Un maestoso galeone scoperto nel mare antistante Seattle dalle grandi ondate grunge scomparse. Questo è "Fast Stories… From Kid Coma", primo album dei Truly, l'ultimo dei grandi gruppi del North West a esordire sulla lunga distanza. Tale esordio purtroppo avvenne in una congiuntura temporale sfavorevole: nel 1995, anno in cui il mito della città della pioggia aveva imboccato la parabola discendente, e iniziavano a spopolare i vari cloni intenti a svilire l'essenza originaria del grunge. Un prodotto ambizioso e curato come questo, che anelava ad andare oltre i confini di un genere a quel punto sulla via della fossilizzazione, cadde inevitabilmente nell'anonimato.

Occorre fare un passo indietro. Il gruppo si forma nei primissimi anni 90, vantando illustri esponenti della scena. Il batterista Mark Pickerel proviene dagli Screaming Trees, mentre il bassista Hiro Yamamoto è stato la spina dorsale dei primi Soungarden, lasciando Cornell e soci per la presa troppo professionale presa dopo "Louder than Love". Il perno è però costituito dal personaggio meno noto, il cantante-chitarrista-tastierista Robert Roth. Se la nobiltà della sezione ritmica garantisce un notevole spettro di soluzioni, grazie a poderose e sulfuree scansioni, Roth dimostra tra questi solchi di poter entrare a pieno titolo nell'élite artistica cittadina. Parti di chitarra grezze e sature di distorsione come da manuale vengono intarsiate da sognanti organi e squisiti tocchi di mellotron, ridando linfa a un filone aureo che sembrava ormai dissanguato: il tutto condito oltretutto da una voce anthemica e incisiva come da cobainiano copione.

"Fast stories… " è un concept album, imperniato sui ricordi un ragazzo in stato vegetativo, il quale rivive in fase onirica una passata estate felice. "Il tempo è sogno", diceva Calderòn de la Barca. E nei 70 minuti di questa monumentale opera il tempo è sublimato magistralmente, nel suo continuo svolgersi e riavvolgersi, in un gioco di rimandi e abbandoni, fughe e riprese, inabissamenti ed emersioni verso i buchi neri dell'inconscio. Di questo percorso è degna colonna sonora la materia plasmata dal trio, in grado di alternare senza soluzione di continuità recrudescenze hard, fluttuazioni psichedeliche, ritmicità quasi pop e un dinamismo indie in grado di eludere le trappole della prolissità.
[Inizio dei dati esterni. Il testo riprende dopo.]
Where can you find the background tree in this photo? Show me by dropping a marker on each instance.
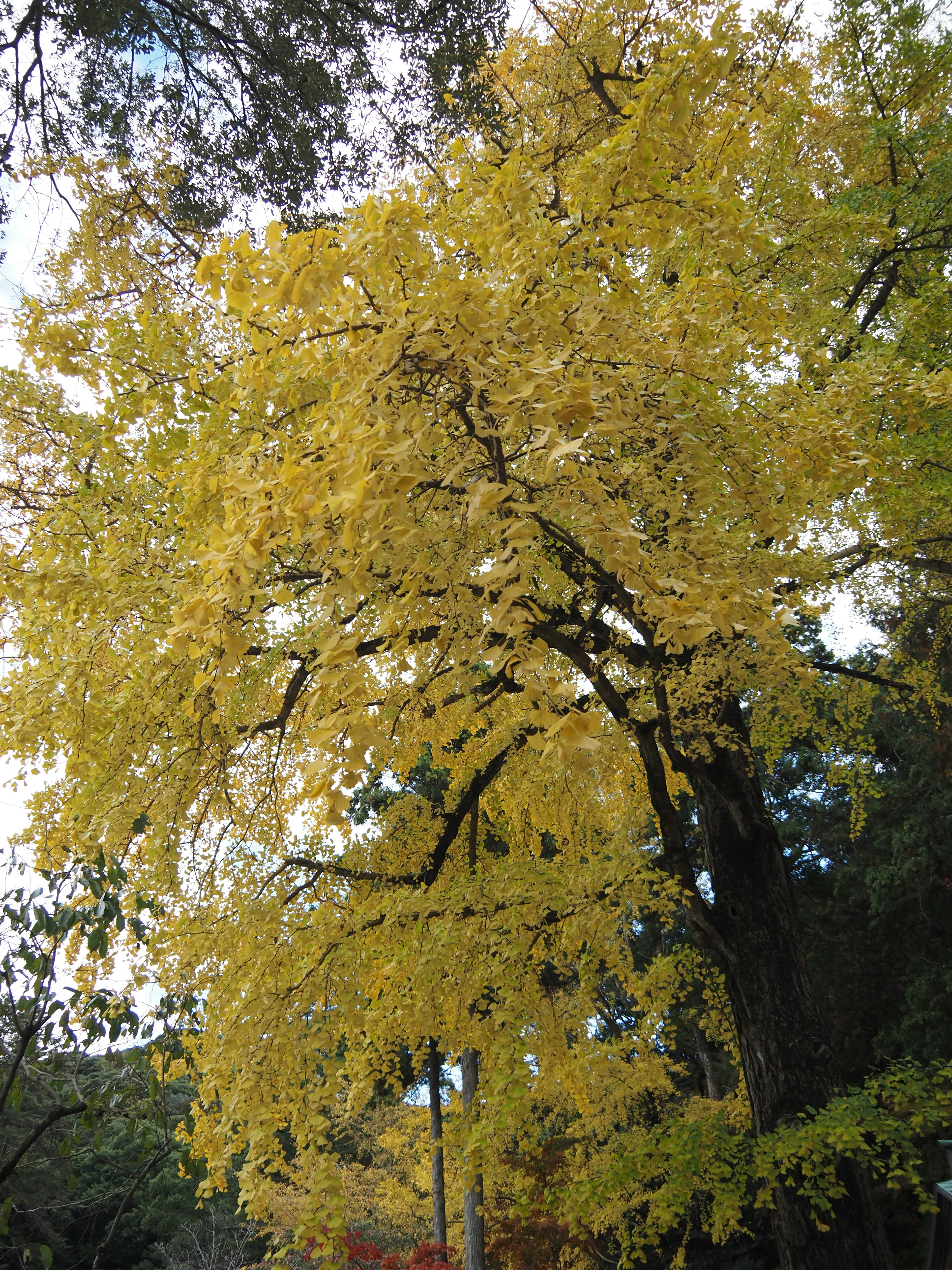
(257, 101)
(530, 453)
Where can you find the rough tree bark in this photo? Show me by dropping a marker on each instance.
(785, 1045)
(474, 1226)
(440, 1206)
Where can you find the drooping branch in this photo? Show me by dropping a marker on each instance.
(867, 676)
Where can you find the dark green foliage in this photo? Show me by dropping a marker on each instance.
(258, 99)
(426, 780)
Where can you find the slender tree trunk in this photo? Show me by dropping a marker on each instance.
(474, 1225)
(440, 1203)
(785, 1045)
(706, 1053)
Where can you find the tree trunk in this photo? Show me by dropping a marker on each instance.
(706, 1055)
(440, 1205)
(789, 1062)
(474, 1225)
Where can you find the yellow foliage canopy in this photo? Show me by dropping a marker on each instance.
(517, 468)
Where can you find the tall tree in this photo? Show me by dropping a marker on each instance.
(518, 465)
(440, 1203)
(282, 102)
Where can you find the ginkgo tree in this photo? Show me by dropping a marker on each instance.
(524, 467)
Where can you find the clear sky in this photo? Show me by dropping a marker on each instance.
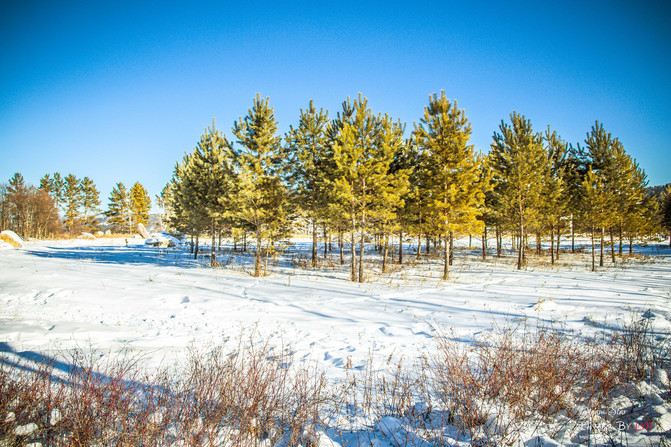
(118, 91)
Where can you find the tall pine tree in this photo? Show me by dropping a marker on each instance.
(261, 197)
(455, 192)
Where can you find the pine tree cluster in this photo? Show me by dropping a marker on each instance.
(358, 177)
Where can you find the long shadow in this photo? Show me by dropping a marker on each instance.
(112, 254)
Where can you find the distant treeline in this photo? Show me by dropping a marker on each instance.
(68, 204)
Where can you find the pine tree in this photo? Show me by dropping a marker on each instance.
(213, 178)
(555, 195)
(519, 170)
(363, 178)
(72, 195)
(262, 195)
(119, 208)
(603, 158)
(455, 193)
(665, 212)
(17, 199)
(140, 204)
(90, 201)
(307, 151)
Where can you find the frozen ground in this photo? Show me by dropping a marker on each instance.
(112, 294)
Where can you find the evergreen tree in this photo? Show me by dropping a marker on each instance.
(556, 196)
(213, 178)
(519, 170)
(363, 176)
(455, 191)
(90, 201)
(665, 212)
(261, 197)
(72, 195)
(140, 204)
(17, 199)
(307, 147)
(119, 208)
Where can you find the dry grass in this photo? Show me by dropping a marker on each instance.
(509, 384)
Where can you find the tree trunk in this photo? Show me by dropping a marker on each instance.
(419, 238)
(451, 247)
(593, 267)
(326, 245)
(341, 238)
(552, 244)
(446, 260)
(353, 252)
(314, 243)
(520, 253)
(385, 244)
(195, 253)
(257, 254)
(558, 237)
(213, 261)
(572, 235)
(603, 231)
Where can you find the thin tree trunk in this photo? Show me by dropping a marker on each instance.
(195, 254)
(593, 268)
(603, 230)
(419, 238)
(552, 244)
(446, 260)
(498, 242)
(385, 244)
(213, 261)
(314, 242)
(451, 247)
(341, 238)
(257, 254)
(520, 253)
(558, 237)
(353, 251)
(326, 245)
(572, 235)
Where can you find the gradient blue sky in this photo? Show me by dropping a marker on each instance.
(118, 91)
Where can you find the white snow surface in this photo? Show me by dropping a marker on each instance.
(110, 295)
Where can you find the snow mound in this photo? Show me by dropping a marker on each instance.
(11, 238)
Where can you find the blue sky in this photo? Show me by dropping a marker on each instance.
(118, 91)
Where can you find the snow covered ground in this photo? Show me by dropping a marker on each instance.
(112, 294)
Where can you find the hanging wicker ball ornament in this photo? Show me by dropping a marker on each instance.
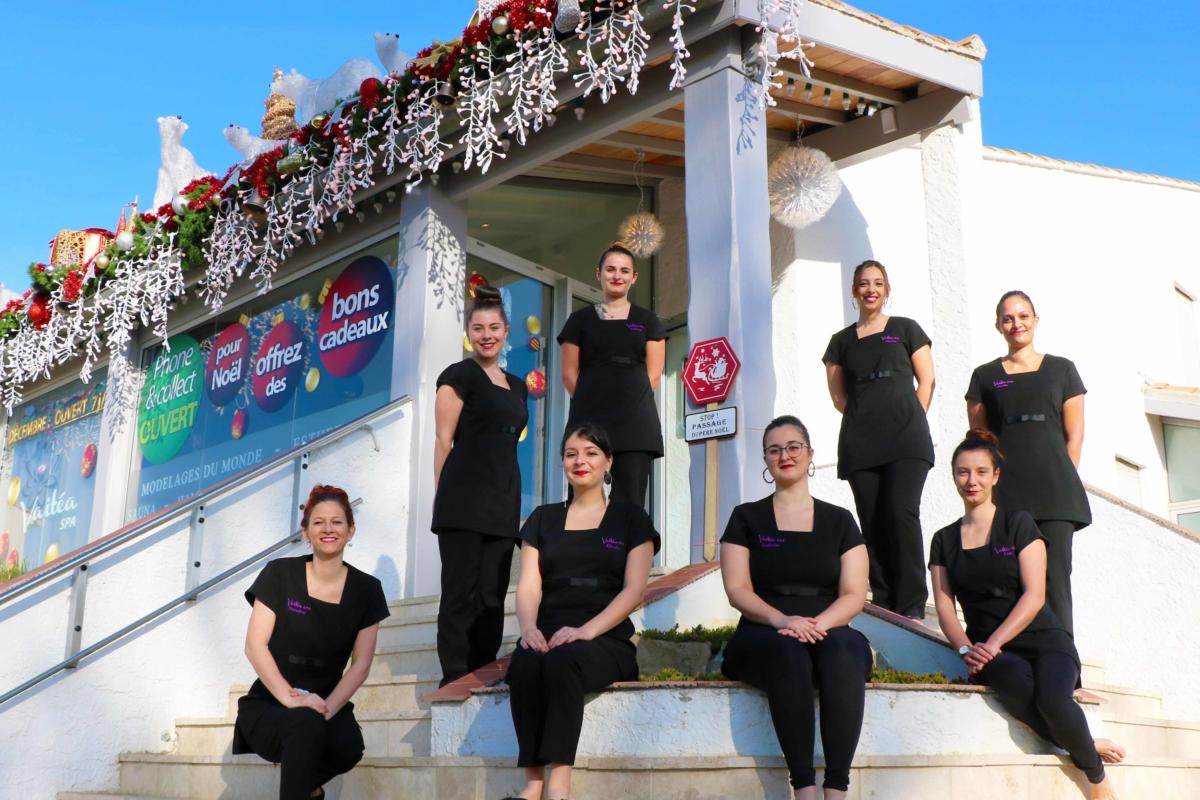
(802, 185)
(641, 233)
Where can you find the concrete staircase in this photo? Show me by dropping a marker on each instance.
(987, 756)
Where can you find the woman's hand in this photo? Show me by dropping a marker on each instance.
(567, 635)
(533, 639)
(805, 629)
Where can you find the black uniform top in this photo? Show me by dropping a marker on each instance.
(796, 571)
(312, 639)
(613, 390)
(987, 582)
(480, 483)
(583, 570)
(883, 420)
(1025, 411)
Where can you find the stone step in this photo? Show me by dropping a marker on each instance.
(895, 777)
(1152, 737)
(384, 733)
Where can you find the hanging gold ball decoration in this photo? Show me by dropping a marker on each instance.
(641, 233)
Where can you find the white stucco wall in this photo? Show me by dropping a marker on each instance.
(66, 733)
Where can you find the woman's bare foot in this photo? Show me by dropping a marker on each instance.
(1103, 791)
(1110, 752)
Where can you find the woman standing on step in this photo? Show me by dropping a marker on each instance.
(583, 569)
(1035, 404)
(994, 561)
(310, 615)
(612, 356)
(885, 450)
(479, 414)
(796, 567)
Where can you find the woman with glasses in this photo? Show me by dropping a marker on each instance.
(796, 567)
(885, 450)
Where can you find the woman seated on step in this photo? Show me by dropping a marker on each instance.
(583, 569)
(796, 567)
(311, 614)
(994, 561)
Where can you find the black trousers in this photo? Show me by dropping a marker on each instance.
(547, 689)
(1059, 534)
(888, 501)
(471, 615)
(787, 669)
(631, 476)
(1039, 692)
(310, 750)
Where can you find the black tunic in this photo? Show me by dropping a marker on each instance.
(613, 390)
(312, 639)
(883, 421)
(987, 582)
(1025, 411)
(793, 571)
(583, 570)
(480, 483)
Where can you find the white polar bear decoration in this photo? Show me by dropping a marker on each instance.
(316, 96)
(247, 144)
(178, 167)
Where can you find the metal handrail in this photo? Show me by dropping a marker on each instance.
(187, 505)
(187, 596)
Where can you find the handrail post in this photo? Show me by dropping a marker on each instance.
(75, 613)
(195, 552)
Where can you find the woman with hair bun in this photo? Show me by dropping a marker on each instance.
(479, 414)
(1033, 403)
(993, 560)
(885, 450)
(310, 614)
(612, 356)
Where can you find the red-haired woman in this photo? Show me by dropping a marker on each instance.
(310, 615)
(994, 561)
(1035, 404)
(885, 450)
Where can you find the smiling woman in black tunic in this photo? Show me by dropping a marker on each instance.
(612, 356)
(1035, 405)
(310, 615)
(885, 450)
(479, 414)
(796, 567)
(583, 569)
(994, 561)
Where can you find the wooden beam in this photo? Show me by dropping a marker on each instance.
(647, 143)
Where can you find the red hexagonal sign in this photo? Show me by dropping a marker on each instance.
(711, 370)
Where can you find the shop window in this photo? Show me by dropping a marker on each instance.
(264, 378)
(49, 475)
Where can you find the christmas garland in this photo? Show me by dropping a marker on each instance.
(262, 210)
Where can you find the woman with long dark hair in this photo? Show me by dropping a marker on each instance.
(479, 414)
(310, 614)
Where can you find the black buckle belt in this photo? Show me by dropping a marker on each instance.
(1025, 417)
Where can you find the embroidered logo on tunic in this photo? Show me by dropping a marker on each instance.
(298, 607)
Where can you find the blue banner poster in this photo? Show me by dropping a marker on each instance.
(226, 397)
(49, 474)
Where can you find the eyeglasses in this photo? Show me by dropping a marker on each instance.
(793, 450)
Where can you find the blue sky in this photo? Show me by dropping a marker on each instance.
(84, 82)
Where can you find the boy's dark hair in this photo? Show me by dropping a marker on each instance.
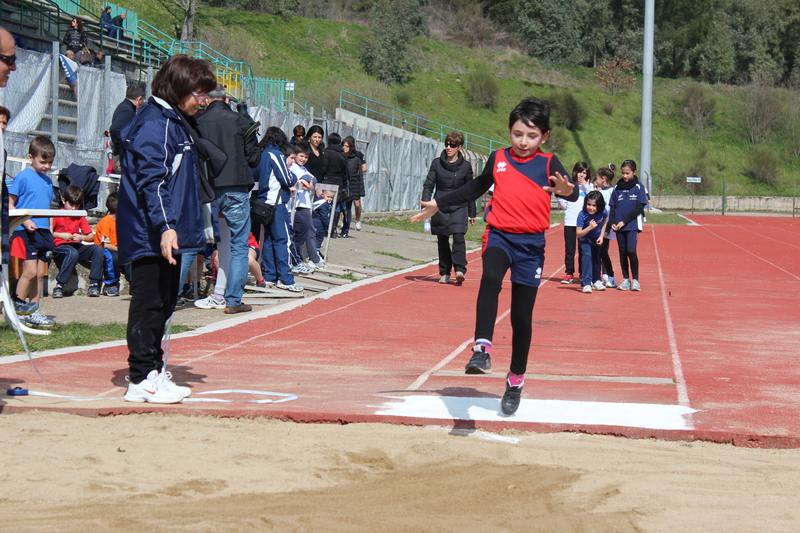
(599, 201)
(111, 203)
(134, 91)
(578, 168)
(273, 135)
(42, 146)
(288, 149)
(532, 112)
(303, 148)
(73, 194)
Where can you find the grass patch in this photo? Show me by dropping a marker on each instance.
(66, 335)
(398, 256)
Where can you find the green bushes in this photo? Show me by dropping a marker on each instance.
(483, 89)
(568, 108)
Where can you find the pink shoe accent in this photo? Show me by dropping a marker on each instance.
(515, 380)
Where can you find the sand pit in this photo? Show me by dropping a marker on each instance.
(155, 472)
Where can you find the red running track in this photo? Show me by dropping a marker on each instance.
(708, 349)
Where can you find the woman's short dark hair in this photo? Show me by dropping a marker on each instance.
(579, 167)
(180, 76)
(532, 112)
(273, 135)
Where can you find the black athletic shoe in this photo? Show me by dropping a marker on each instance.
(510, 402)
(481, 362)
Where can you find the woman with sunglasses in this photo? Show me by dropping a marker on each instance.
(159, 209)
(448, 172)
(75, 38)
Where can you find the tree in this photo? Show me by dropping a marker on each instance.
(552, 29)
(394, 22)
(614, 74)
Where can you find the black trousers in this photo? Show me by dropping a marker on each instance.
(523, 297)
(154, 291)
(455, 258)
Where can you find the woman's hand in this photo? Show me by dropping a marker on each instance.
(429, 209)
(561, 185)
(169, 242)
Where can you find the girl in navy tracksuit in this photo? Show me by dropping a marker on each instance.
(592, 222)
(626, 208)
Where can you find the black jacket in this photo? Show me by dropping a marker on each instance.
(123, 114)
(226, 128)
(445, 177)
(335, 166)
(74, 40)
(355, 176)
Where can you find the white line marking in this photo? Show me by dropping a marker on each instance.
(749, 252)
(677, 367)
(650, 416)
(425, 375)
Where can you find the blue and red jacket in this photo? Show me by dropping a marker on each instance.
(518, 204)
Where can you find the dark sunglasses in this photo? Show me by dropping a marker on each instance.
(9, 60)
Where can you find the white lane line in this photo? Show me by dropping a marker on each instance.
(452, 355)
(641, 415)
(751, 253)
(677, 366)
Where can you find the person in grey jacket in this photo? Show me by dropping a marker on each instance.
(235, 135)
(448, 172)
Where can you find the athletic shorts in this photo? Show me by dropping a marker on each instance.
(628, 239)
(28, 245)
(525, 251)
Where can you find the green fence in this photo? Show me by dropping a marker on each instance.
(410, 122)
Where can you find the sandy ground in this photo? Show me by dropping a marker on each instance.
(69, 473)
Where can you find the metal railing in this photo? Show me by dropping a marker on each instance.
(408, 121)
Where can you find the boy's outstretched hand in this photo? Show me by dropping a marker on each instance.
(561, 185)
(429, 209)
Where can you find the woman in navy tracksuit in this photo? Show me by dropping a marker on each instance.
(626, 208)
(274, 183)
(159, 216)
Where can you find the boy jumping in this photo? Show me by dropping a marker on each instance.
(516, 219)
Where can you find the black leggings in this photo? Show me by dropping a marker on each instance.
(523, 297)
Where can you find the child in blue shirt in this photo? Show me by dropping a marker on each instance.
(627, 206)
(592, 220)
(32, 241)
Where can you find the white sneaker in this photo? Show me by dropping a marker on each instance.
(294, 287)
(152, 390)
(210, 302)
(165, 380)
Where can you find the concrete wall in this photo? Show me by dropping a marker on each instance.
(768, 204)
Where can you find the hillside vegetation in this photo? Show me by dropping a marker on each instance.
(323, 58)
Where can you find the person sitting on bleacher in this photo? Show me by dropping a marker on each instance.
(69, 234)
(106, 236)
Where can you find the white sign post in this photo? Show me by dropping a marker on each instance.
(693, 180)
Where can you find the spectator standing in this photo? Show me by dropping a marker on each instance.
(123, 114)
(75, 38)
(159, 207)
(233, 134)
(448, 172)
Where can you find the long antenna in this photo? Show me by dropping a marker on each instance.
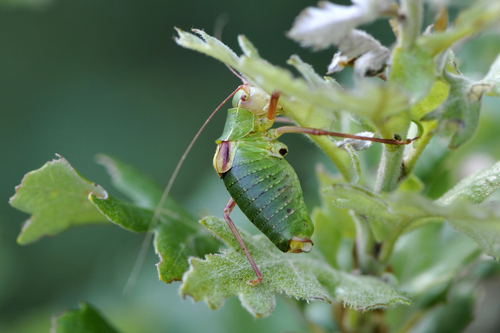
(156, 216)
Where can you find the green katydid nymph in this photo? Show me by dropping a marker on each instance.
(250, 160)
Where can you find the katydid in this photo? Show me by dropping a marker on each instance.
(250, 161)
(264, 186)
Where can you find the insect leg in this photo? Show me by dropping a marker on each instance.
(317, 131)
(227, 210)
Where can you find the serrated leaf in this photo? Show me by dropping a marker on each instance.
(309, 106)
(366, 203)
(302, 276)
(309, 74)
(56, 196)
(85, 320)
(177, 237)
(334, 229)
(459, 114)
(370, 101)
(141, 189)
(481, 15)
(475, 188)
(330, 23)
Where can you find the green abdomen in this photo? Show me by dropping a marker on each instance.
(267, 190)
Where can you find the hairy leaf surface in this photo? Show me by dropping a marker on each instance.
(302, 276)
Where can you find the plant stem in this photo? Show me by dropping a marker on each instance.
(389, 171)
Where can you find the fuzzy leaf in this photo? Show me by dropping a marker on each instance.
(302, 276)
(413, 69)
(334, 229)
(141, 189)
(366, 203)
(492, 79)
(430, 272)
(459, 114)
(85, 320)
(307, 105)
(368, 55)
(480, 222)
(481, 15)
(307, 71)
(56, 196)
(390, 217)
(371, 101)
(177, 237)
(475, 188)
(330, 23)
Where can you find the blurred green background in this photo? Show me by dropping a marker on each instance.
(85, 77)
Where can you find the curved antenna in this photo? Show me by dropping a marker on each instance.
(236, 73)
(156, 216)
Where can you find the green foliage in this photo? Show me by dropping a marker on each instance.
(56, 195)
(86, 319)
(379, 243)
(304, 277)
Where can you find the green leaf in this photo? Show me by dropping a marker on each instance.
(85, 320)
(492, 79)
(480, 16)
(334, 229)
(459, 114)
(459, 311)
(301, 276)
(412, 69)
(475, 188)
(480, 222)
(141, 189)
(427, 260)
(56, 196)
(177, 237)
(366, 203)
(310, 105)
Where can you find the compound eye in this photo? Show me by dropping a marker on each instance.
(240, 96)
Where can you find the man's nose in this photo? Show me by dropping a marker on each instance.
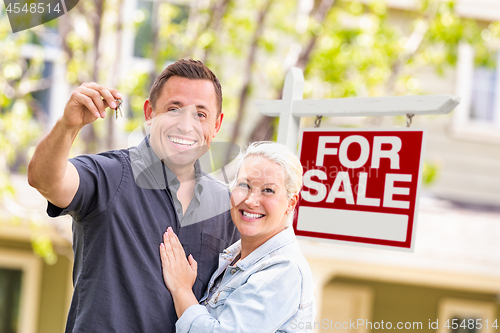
(188, 119)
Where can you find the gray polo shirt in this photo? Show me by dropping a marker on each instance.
(125, 202)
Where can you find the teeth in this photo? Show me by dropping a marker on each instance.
(252, 216)
(182, 142)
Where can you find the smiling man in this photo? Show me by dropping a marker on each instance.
(122, 201)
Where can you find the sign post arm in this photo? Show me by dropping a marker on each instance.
(293, 89)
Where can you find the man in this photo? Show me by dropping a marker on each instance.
(123, 201)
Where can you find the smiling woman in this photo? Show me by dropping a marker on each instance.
(263, 282)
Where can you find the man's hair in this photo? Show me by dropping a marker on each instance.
(190, 69)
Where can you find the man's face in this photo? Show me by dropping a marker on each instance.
(184, 120)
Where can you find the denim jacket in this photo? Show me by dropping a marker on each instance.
(271, 290)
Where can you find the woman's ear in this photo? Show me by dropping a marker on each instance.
(292, 202)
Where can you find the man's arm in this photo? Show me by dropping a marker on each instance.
(49, 170)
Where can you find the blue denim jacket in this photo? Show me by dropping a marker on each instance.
(271, 290)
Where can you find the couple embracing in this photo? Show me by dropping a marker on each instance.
(159, 245)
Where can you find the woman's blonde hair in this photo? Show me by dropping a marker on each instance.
(281, 155)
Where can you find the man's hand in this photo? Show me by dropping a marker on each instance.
(87, 103)
(178, 273)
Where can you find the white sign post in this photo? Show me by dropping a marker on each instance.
(338, 217)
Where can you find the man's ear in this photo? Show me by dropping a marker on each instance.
(218, 123)
(293, 202)
(148, 111)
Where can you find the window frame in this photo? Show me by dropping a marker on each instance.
(29, 301)
(463, 126)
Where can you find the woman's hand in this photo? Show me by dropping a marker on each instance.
(179, 273)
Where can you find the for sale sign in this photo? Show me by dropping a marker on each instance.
(360, 185)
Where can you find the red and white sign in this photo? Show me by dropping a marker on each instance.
(360, 185)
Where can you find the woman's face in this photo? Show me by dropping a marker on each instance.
(259, 200)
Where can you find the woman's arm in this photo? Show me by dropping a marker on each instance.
(179, 274)
(269, 299)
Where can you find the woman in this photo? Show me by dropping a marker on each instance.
(263, 283)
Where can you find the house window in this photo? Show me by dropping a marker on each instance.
(466, 316)
(344, 303)
(477, 117)
(20, 280)
(10, 291)
(483, 101)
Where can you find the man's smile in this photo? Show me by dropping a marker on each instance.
(182, 142)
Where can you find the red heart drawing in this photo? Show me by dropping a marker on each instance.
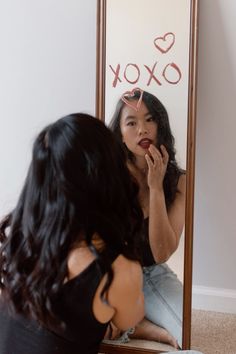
(165, 43)
(134, 104)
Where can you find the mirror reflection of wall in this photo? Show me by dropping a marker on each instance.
(149, 50)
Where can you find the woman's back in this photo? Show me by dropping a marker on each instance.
(74, 306)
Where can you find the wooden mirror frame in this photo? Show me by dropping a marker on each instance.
(190, 163)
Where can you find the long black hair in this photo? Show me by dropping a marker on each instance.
(164, 136)
(77, 185)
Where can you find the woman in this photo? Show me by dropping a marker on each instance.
(141, 124)
(67, 260)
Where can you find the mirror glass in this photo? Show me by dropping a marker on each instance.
(151, 45)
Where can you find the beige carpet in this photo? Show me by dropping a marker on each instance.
(213, 332)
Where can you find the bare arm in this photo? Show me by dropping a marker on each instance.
(165, 228)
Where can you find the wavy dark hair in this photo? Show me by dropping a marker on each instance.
(78, 184)
(164, 136)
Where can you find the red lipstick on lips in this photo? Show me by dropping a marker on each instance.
(145, 143)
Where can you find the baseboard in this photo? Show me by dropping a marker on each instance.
(214, 299)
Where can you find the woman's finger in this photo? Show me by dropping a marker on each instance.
(155, 153)
(164, 154)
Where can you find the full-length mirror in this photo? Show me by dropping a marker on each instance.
(146, 91)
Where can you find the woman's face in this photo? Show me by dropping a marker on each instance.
(138, 129)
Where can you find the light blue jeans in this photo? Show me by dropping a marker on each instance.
(163, 294)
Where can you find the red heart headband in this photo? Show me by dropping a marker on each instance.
(133, 103)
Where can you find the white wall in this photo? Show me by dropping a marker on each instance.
(215, 219)
(47, 69)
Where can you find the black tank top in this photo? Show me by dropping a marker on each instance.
(83, 333)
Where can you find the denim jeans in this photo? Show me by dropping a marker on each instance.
(163, 294)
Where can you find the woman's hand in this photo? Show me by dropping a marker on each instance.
(157, 164)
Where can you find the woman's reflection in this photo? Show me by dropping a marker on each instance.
(141, 124)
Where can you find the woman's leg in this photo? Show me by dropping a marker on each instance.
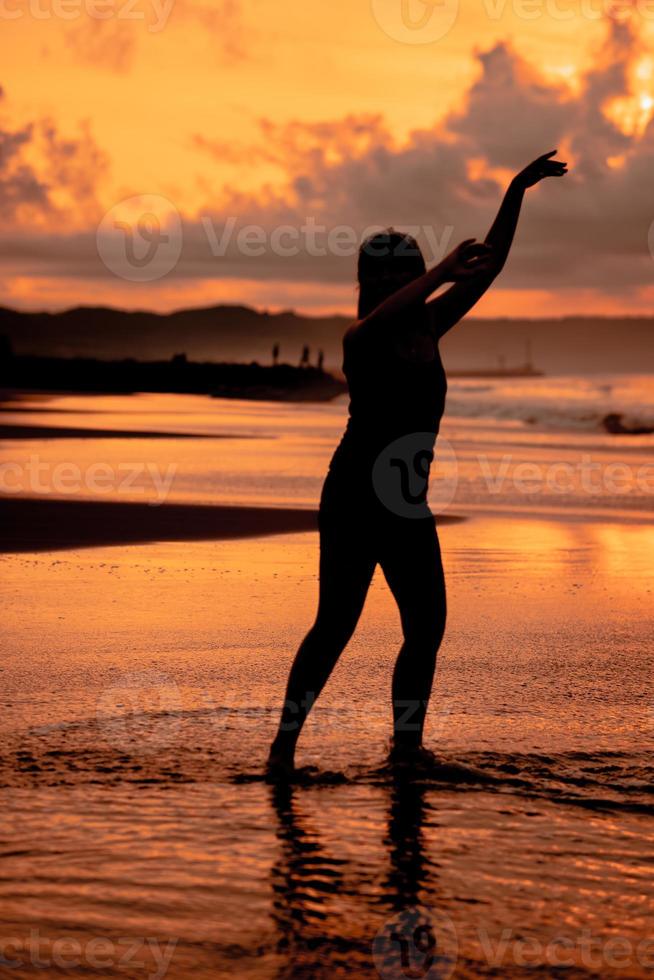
(346, 570)
(411, 562)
Il viaggio comincia a bordo di una "Blue Flame Ford" riverniciata con potenti e ipnotiche laminature; prosegue sterzando verso tempestose strade hard rock asfaltate da anfetamine in "Four girls", "Hurricane dance", e "Virtually"; approda felicemente presso bizzarre oasi lisergiche in "So Strange", riuscendo tra l'altro a incastonare le malie liquide dei Doors nel contagioso furore dei Nirvana in "If you don't let it die" e "Angelhead". L'ultima tappa è costituita dal tour de force romantico ma disincantato di "Chlorine", 11 minuti intrisi di rugiada purificatrice, un ideale ponte tra Woodstock e il primo Lollapalooza.

In quel galeone c'è dunque qualcosa di prezioso: il "Zen Arcade" del Puget Sound.